Anniversary Saga - Just Ambling Along With a Friend

Amble:  To walk or move at a slow, relaxed pace, esp. for pleasure.  To saunter.  To stroll.  To wander.

Each day seems to be better than the last, which is really saying something after Sleepy Hollow.  We spent our second and last day in Concord, and once again we did something impromptu and unexpected. 

Yesterday, at Emerson’s house, we found out that Emerson liked to take walks in the woods around his house every day.  His most-used path was a trail going from the back of his house, through the woods, over to Walden Pond where Thoreau was living in a one-room cabin.  The two would just amble along together, enjoying the companionship of friendship, talking about Transcendentalism, communing with their Maker, and collecting their thoughts (which they promptly wrote down when they returned home).  We decided to journey back in time, grab our favorite walking hat (as Emerson would say), and walk with Emerson over to Thoreau’s cabin.
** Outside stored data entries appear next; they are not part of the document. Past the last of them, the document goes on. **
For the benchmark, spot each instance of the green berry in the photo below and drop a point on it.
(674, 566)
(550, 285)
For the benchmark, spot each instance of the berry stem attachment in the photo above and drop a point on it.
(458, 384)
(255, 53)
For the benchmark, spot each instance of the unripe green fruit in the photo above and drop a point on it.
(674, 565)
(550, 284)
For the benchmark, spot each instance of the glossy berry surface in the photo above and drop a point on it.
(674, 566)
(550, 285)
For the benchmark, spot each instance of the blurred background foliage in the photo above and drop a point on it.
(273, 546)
The Emerson-Thoreau Amble Trail is a 1.7-mile hike through some beautiful woods.  The trees are old, thick trunks extending over fifty feet in the air, the intertwined branches forming a dense canopy overhead.  Parts of the woods are dark, where the thick tangles of branches have cut off most of the light from reaching the forest floor.  But the darkness is serene and tranquil, rather than ominous and foreboding.  There are wide open spaces between the trees, and a soft carpet of pine needles and leaves covers the forest floor.  Here and there, patches of light filters through the leaves and a clump of new pine trees would spring up and bathe in the golden warmth.  The weather was perfect today, sunny and cool, ideal for an amble down the trail.  The path wound through the woods, around several ponds, and across several little bridges, climbing and dipping over the rolling countryside, until it finally ended at Walden Pond.
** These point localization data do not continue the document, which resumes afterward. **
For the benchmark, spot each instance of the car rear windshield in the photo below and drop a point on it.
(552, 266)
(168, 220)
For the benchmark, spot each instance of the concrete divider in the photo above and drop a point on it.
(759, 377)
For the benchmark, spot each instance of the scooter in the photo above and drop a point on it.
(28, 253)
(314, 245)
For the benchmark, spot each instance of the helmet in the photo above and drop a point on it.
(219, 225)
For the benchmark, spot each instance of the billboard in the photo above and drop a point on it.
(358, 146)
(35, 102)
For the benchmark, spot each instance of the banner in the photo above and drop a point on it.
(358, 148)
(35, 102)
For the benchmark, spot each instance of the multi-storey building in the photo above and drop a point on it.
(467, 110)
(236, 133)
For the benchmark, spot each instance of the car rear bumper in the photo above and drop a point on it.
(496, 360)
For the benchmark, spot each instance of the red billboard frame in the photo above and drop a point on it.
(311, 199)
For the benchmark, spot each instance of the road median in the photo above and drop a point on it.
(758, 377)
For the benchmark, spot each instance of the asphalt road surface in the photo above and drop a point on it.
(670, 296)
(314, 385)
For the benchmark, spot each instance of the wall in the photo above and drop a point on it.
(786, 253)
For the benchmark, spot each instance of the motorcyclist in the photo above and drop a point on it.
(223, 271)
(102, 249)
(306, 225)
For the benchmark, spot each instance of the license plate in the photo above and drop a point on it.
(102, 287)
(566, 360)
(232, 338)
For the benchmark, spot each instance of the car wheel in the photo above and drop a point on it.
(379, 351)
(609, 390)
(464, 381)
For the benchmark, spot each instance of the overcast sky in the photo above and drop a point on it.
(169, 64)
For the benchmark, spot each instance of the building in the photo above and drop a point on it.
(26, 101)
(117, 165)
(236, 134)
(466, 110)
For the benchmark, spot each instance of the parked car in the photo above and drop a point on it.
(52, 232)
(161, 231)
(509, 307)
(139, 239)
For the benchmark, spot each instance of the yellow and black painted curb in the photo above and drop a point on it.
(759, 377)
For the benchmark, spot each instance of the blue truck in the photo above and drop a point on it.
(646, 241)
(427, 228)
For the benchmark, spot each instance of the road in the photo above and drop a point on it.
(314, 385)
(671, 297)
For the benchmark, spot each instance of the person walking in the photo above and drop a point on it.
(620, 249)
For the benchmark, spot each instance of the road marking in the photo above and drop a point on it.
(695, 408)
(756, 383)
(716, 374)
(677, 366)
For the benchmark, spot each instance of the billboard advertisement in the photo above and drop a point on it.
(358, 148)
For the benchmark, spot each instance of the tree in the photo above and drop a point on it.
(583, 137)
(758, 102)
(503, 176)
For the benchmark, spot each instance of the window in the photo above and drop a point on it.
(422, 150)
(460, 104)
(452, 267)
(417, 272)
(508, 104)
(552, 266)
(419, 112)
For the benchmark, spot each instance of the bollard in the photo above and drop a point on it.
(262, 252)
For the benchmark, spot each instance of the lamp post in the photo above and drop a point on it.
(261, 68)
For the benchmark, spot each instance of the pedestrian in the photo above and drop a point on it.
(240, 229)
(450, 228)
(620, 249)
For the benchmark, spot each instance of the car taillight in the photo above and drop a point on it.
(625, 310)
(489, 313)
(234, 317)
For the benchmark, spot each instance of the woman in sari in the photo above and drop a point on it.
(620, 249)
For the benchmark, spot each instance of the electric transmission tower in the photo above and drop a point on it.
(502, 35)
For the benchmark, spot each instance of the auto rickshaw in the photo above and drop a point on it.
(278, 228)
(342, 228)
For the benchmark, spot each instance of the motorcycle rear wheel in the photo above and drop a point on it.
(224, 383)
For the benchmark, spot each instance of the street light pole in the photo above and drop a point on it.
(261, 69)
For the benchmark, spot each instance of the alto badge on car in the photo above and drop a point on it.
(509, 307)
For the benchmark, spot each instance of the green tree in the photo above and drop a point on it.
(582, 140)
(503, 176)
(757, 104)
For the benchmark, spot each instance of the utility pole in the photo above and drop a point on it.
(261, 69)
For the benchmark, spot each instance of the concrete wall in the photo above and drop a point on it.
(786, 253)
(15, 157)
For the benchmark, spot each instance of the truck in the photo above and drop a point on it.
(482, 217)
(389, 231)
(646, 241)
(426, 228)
The cabin that Thoreau lived in for two years as a study in the simplicity of human living is no longer there.  According to the sign, nobody thought to preserve it until it was too late.  But the site of the cabin is marked, and pilgrims from all over the world have come to visit the site and leave behind a stone with their name or favorite Thoreau quote on it.  An ambitious adventurer can climb over and around the pile of stones and read the messages left behind to their favorite author.  Walden Pond itself is much larger than I imagined, more like a lake really.  But the pond is crystal clear with a slight breeze stirring the water and rippling waves across the surface.

After a nice jaunt around the lake and the surrounding woods, we headed back down the trail to our car.  We took a different way back, cutting across Brister’s Hill.  The spot is marked by slabs of marble nestled along the path, almost imperceptible, Thoreau’s immortal words etched into their surfaces.  “The snow falls on no two trees alike, but the forms it assumes are as various as those of the twigs and leaves which receive it.  They are as it were, predetermined by the genius of the trees.  So one divine spirit descends alike on all, but bears a peculiar fruit in each.”
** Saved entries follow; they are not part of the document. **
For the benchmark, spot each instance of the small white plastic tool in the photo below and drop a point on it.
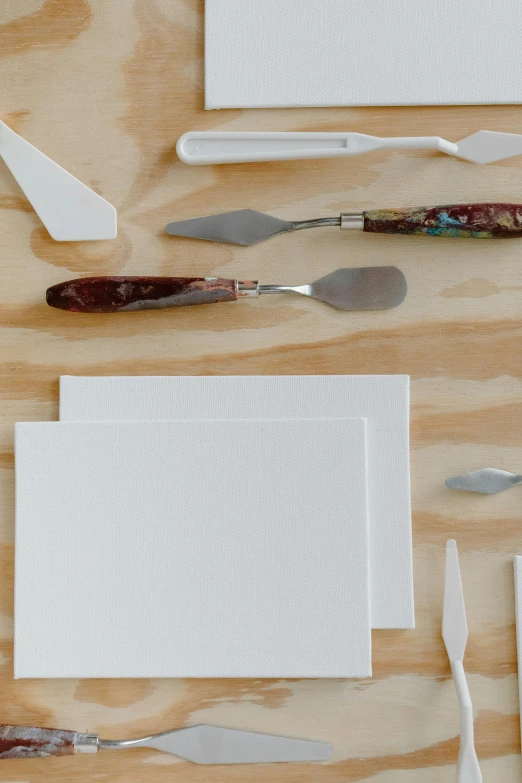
(69, 210)
(208, 147)
(455, 635)
(487, 481)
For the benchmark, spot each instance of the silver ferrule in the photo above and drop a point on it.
(247, 288)
(86, 743)
(352, 220)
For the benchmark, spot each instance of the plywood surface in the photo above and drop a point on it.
(105, 88)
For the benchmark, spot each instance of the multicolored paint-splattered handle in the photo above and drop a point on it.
(19, 742)
(479, 221)
(123, 294)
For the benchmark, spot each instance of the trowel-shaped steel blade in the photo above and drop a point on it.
(488, 481)
(214, 745)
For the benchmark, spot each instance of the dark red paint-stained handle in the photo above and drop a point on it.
(124, 294)
(477, 221)
(20, 742)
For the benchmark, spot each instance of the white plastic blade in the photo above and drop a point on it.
(454, 623)
(69, 210)
(214, 745)
(455, 635)
(489, 146)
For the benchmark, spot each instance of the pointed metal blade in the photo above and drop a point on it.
(366, 288)
(454, 623)
(489, 146)
(488, 481)
(214, 745)
(244, 227)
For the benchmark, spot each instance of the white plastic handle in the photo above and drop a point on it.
(198, 148)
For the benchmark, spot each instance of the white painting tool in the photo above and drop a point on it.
(69, 210)
(208, 147)
(455, 635)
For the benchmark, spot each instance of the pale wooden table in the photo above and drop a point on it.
(105, 88)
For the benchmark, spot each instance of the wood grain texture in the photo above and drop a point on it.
(106, 88)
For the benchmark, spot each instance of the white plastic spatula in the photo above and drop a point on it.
(207, 147)
(455, 635)
(69, 210)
The slow, aimless amble that we used to get to the pond was replaced by an almost mad sprint back the other direction.  We were tired and hungry, being after lunch time by this point, and my wife got us lost (she’s still claiming that we weren’t lost, and I just need to trust her more, but I’m here to tell you that she’s wrong).  It’s funny how much longer the trail seemed going back the other direction.  When we finally arrived at the car (thanks mostly to my expert navigational skills, don’t listen to my wife if she tells you that she’s the one that read the map and figured out how to get us back), we drove through town, located our favorite pizza place in Concord, Sorrento’s Pizzeria (having found this little gem in 2005 when we last visited), and had the best brick oven pizza of our lives.  Nothing which has been written here is a lie…it all happened exactly how I perceive it in my head.

Our next leg of the journey led us to Portsmouth, NH, where we checked into a charming little place called The Port Inn.  A very nice, very quaint inn that’s about a hundred levels up from the Quality Inn in Lexington.  We ate a delicious meal of haddock, shrimp, and lobster-artichoke dip at the River House Restaurant for dinner.  Scenic and tasty, we definitely would recommend it for your next visit to Portsmouth.